The present study has limitations. The sample size of 20, although relatively large for an iMEP study, may have been too small to detect task-dependent effects. We were able to demonstrate a presence of iMEPs in each participant, but with large interindividual variance. Further investigations might help to reduce this variance, for example using stimulus intensities adapted to motor thresholds rather than fixed protocols, smaller coils with a more focused area of stimulation, more stimuli and larger group size. There were other methodological limitations. Both the calculation of the individual CoG per task as well as the normalization process for analyzing the data may result in a loss of spatial resolution. Additionally, the 2 cm spacing within the grip, and the high stimulus intensity might also limit the spatial resolution, although they do not alter CoG reliability (Littmann et al. 2013; van de Ruit and Grey 2016). Furthermore, we only assessed CoG for iMEP measurements, and compared it to the cMEP hotspot due to the extensive protocol. Therefore, we cannot explicitly exclude out a spatial shift of the cMEP hotspot. Additionally, as we only tested iMEPs during isotonic contraction, we cannot explicitly exclude that the contraction only primed the ipsilateral motor pathways.

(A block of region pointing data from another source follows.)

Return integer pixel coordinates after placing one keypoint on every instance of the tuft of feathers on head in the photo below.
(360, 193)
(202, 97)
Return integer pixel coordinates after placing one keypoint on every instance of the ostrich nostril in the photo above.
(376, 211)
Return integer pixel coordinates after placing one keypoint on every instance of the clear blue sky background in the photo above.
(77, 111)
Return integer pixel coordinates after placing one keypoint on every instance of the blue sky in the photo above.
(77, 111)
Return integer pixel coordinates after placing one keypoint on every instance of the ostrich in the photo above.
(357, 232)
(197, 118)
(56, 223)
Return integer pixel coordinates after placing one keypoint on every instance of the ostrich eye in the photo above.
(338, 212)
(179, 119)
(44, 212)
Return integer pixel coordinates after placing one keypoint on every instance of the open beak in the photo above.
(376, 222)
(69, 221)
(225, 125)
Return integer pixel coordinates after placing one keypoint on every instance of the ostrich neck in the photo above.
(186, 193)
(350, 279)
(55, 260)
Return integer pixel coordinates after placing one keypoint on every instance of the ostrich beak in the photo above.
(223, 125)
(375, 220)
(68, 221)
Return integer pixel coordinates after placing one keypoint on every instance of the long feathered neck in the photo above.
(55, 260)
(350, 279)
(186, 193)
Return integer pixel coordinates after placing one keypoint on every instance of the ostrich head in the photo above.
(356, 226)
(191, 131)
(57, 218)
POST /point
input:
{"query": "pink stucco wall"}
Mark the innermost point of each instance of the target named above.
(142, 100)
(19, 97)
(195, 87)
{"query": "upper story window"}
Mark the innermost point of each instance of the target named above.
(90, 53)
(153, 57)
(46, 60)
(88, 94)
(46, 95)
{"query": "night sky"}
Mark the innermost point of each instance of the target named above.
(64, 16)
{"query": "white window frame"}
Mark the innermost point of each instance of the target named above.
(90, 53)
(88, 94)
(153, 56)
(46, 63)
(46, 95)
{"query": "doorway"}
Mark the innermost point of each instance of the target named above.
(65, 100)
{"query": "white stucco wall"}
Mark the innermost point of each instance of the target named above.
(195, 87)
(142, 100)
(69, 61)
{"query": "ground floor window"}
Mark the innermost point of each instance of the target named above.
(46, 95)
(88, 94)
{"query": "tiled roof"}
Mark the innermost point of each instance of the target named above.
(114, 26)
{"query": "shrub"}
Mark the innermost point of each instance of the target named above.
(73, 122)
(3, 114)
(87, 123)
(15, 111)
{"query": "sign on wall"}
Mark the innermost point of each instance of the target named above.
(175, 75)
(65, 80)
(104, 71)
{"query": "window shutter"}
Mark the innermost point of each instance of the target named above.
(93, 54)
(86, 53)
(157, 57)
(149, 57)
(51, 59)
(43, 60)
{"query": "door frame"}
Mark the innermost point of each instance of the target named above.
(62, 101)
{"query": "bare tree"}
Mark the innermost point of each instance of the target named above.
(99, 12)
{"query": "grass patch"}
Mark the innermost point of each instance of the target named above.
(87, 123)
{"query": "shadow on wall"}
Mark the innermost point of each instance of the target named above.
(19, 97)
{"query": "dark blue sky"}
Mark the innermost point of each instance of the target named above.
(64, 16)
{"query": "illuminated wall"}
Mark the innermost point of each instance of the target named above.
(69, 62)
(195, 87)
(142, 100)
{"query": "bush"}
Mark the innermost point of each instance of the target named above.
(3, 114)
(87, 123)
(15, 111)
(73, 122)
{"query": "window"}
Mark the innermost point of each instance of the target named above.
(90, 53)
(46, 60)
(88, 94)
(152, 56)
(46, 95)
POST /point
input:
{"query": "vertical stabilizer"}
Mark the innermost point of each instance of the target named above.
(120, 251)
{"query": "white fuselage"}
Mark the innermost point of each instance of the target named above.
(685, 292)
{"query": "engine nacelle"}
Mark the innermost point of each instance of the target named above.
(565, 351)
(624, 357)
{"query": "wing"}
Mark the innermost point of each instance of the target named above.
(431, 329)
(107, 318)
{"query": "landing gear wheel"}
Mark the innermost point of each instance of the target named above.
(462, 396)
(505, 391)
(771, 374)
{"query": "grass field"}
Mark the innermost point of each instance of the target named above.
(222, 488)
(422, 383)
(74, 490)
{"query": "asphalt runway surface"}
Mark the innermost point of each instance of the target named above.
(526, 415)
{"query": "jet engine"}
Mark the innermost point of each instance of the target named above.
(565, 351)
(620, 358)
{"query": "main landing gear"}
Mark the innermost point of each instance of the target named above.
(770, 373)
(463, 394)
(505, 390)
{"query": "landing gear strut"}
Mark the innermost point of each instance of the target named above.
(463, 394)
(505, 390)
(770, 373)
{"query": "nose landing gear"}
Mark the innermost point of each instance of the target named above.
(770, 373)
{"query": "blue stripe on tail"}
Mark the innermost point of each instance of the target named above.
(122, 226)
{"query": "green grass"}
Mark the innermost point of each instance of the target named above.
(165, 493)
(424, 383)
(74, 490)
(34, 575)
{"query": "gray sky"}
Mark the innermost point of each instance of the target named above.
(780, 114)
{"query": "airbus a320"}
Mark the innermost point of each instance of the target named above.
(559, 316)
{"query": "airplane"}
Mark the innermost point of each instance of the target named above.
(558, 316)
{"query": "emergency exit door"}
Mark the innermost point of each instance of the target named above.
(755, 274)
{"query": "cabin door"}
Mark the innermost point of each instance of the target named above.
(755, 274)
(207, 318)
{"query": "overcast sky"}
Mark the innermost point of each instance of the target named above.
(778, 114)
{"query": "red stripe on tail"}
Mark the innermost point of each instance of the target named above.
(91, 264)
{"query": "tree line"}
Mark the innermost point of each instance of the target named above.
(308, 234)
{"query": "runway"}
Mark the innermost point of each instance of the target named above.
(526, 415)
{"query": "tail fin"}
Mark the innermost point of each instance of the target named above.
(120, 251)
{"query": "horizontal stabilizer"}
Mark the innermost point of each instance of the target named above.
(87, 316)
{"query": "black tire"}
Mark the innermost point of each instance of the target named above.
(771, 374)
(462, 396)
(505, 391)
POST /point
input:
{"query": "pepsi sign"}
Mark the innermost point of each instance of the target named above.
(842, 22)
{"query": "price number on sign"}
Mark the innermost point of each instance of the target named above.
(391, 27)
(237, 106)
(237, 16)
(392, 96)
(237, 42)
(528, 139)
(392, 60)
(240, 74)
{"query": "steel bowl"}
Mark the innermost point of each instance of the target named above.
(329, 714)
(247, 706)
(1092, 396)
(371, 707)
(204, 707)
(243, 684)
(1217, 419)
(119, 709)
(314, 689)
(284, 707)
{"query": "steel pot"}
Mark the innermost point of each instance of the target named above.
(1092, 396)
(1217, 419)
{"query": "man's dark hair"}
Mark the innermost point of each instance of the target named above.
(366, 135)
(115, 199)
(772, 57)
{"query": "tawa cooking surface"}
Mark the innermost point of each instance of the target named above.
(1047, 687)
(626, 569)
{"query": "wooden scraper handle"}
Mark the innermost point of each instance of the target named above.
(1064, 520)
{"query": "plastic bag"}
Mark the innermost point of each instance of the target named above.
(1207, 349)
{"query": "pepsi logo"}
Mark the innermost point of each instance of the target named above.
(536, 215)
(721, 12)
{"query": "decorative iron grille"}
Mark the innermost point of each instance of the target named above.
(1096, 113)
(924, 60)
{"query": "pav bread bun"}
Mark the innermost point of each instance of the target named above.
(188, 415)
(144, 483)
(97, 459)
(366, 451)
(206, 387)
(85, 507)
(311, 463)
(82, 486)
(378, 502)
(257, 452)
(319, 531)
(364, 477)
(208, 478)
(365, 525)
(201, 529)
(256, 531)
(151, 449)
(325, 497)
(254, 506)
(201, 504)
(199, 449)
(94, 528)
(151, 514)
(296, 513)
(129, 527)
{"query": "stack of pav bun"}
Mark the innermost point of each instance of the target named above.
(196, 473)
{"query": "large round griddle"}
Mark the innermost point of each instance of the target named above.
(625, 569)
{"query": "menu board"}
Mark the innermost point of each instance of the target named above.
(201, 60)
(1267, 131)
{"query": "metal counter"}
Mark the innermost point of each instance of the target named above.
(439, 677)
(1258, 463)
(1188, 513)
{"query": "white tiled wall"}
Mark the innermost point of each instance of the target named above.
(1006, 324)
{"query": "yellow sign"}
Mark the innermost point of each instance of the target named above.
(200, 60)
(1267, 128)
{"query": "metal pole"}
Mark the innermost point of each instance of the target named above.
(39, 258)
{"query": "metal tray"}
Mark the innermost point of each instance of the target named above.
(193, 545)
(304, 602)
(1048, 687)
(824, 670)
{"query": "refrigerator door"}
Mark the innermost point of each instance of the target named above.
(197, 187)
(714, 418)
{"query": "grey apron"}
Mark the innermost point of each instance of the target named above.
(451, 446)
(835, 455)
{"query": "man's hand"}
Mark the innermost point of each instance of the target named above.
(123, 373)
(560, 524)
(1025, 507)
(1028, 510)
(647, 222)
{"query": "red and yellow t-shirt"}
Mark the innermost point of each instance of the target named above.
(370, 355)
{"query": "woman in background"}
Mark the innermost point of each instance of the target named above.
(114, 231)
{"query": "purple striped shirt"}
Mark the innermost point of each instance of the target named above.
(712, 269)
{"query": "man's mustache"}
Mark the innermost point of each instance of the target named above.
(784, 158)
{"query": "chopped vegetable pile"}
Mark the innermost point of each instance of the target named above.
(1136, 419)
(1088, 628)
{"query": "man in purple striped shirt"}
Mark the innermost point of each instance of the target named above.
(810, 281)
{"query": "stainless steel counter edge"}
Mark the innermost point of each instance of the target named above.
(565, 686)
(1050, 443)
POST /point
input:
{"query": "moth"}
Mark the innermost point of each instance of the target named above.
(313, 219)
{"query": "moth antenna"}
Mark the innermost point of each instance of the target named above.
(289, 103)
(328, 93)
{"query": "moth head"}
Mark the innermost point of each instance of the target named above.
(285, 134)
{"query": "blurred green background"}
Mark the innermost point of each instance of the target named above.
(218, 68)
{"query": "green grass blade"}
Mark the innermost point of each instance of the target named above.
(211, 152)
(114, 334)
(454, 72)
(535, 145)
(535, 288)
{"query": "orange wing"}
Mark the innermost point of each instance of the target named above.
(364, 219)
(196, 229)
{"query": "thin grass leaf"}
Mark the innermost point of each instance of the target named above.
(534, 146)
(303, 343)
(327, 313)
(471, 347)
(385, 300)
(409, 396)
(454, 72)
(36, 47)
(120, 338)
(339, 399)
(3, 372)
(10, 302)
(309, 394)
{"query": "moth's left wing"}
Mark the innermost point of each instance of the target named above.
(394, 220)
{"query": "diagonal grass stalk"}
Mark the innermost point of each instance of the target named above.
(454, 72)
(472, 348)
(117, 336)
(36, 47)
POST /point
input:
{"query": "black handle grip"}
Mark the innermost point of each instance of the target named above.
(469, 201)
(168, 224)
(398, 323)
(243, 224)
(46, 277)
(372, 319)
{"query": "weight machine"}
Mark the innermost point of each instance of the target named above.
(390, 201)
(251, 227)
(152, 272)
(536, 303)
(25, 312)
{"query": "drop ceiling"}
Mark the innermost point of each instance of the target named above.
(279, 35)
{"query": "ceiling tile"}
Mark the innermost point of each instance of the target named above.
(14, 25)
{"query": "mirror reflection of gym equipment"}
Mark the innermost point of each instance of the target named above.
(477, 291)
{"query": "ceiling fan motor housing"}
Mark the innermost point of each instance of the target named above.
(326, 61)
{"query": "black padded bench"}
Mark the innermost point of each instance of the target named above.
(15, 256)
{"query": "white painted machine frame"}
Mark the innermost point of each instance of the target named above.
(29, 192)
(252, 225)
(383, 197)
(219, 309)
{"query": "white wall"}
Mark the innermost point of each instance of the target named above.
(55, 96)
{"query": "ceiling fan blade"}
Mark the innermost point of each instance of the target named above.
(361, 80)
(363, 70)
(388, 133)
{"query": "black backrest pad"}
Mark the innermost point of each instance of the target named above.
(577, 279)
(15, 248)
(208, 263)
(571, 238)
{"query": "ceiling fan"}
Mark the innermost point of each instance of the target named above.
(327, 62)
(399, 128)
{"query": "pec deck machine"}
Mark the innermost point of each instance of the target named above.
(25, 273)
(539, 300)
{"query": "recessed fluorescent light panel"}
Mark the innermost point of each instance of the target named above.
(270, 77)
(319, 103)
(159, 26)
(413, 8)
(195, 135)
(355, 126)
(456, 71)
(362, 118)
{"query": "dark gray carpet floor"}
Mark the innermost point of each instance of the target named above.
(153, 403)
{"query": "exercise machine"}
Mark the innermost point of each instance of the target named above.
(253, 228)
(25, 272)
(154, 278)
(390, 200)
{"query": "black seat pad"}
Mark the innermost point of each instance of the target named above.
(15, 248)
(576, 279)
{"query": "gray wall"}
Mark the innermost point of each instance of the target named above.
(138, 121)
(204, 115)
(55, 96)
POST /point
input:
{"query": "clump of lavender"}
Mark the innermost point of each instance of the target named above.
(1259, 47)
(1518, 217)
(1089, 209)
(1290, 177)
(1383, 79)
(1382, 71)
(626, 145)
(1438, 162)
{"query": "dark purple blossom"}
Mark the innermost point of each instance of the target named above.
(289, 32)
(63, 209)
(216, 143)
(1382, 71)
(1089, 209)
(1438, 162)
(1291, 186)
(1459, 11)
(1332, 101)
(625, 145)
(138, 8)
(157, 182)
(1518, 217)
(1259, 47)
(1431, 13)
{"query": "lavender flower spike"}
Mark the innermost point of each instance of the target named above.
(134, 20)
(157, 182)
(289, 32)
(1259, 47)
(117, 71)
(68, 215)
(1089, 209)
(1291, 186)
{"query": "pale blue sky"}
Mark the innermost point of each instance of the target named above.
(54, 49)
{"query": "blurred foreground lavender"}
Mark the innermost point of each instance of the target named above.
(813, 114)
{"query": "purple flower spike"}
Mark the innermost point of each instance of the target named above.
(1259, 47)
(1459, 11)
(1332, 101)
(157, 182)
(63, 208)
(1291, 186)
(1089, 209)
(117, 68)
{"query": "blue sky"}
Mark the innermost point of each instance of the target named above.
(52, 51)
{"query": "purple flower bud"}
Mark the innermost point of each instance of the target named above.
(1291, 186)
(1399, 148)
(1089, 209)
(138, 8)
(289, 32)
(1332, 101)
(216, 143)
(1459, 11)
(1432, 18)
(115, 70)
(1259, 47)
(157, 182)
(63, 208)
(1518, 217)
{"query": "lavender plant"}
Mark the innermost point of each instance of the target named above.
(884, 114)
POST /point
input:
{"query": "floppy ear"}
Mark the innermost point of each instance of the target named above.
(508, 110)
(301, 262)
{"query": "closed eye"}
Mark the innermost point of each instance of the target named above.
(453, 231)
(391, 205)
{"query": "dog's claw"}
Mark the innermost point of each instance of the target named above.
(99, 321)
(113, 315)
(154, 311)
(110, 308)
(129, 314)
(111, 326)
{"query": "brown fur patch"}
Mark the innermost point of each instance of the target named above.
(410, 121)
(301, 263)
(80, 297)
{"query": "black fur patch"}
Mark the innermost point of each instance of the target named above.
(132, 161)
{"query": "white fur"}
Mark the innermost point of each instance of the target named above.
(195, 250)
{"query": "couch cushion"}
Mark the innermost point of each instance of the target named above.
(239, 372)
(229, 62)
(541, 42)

On balance, our MR-navigated approach to obtain iMEPs represents and advance over previous studies to date. Additional methodological approaches may be needed to further enhance our knowledge of the distinct underlying pathways and their modulation during different motor tasks.

Conclusion

Our findings indicate potential distinctions in the involvement of motor networks within the motor cortex for ipsilateral and contralateral MEPs in a task-specific manner.